ROC-NH Leadership Training Inspired New Directions
The best leadership creates space for others to lead. “I tend to be: ‘If it’s going to get done, it’s going to get done right, and I’m going to do it,’ ” she says. Changing that “has taken the burden off of me and has allowed other people to step up and shine.”
“Can-do” doesn’t begin to describe Audra Anderson.
Until recently, Audra was the secretary for Heron Point Estates Cooperative in Newmarket, and a volunteer on four committees. She is an advocate for mental health awareness, as well as a trainer and group facilitator for NAMI NH.
She and her family had lived in the manufactured-home park for 19 years before its residents bought it in August 2013. “I saw (the co-op) as an opportunity to create a community, which it certainly wasn’t before,” she says.
Audra, the co-op secretary, went door-to-door when a residents survey was needed. She saw some elders living very isolated lives. So she created a Random Acts of Kindness Committee to help with chores and meals and to encourage others to get involved.
Community-building comes naturally to Audra. Managing a $1.3-million enterprise was overwhelming, and scary. She had never been on a board of directors. She sought help from their ROC-NH™ advisor and applied for its annual leadership training.
What she learned there was unexpected and, she says, life-changing.
“It made me more confident,” she says. “It made me understand the ways I needed to change to become a more-effective leader and a more-effective person.”
Lesson one: The best leadership creates space for others to lead. “I tend to be: ‘If it’s going to get done, it’s going to get done right, and I’m going to do it,’ ” she says. Changing that “has taken the burden off of me and has allowed other people to step up and shine.”

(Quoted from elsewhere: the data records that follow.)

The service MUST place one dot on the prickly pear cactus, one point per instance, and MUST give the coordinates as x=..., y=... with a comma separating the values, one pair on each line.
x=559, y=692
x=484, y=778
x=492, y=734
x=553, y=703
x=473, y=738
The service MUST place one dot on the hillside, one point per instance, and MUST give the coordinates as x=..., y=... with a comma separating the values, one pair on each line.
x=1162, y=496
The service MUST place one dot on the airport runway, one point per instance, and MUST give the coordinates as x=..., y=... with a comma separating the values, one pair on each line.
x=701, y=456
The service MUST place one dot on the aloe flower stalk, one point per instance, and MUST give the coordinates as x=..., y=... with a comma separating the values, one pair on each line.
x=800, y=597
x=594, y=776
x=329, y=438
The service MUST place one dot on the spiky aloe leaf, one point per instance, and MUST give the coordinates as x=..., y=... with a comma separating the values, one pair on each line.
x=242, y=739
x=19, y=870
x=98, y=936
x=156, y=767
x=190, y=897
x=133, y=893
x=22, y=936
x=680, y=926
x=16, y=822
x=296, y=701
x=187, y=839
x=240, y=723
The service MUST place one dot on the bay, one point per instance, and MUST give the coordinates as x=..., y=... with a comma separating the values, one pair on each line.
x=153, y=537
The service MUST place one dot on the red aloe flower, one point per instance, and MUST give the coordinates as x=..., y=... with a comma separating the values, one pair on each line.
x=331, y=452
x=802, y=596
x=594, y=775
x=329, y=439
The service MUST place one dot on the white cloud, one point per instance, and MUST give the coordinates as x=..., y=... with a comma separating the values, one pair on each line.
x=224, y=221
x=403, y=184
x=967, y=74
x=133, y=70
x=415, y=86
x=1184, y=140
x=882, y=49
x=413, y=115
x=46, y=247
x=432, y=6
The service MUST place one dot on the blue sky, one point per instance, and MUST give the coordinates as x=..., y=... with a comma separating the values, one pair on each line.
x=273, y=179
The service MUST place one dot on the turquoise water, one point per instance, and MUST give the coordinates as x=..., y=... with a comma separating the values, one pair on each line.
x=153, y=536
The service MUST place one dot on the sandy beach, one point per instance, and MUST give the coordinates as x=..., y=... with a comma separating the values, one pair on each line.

Lesson two: Follow your dreams. “If you set the bar high, what you’ll achieve is far greater than you would have otherwise,” she says.
So Audra stepped down from the co-op board to chase her dream of opening a mental-health center for trauma victims. Using the four credits she earned by graduating from the ROC-NH leadership training, she has returned to college to study psychology and health care.
Stepping back hasn’t meant stepping away from her co-op; she’s still bringing people together. That’s because her dream of a harmonious community hasn’t yet come true. But she knows it will.
“Why wouldn’t we want to have this awesome community, where everyone looks after each other and helps each other?” she asks. “Why wouldn’t you want that?”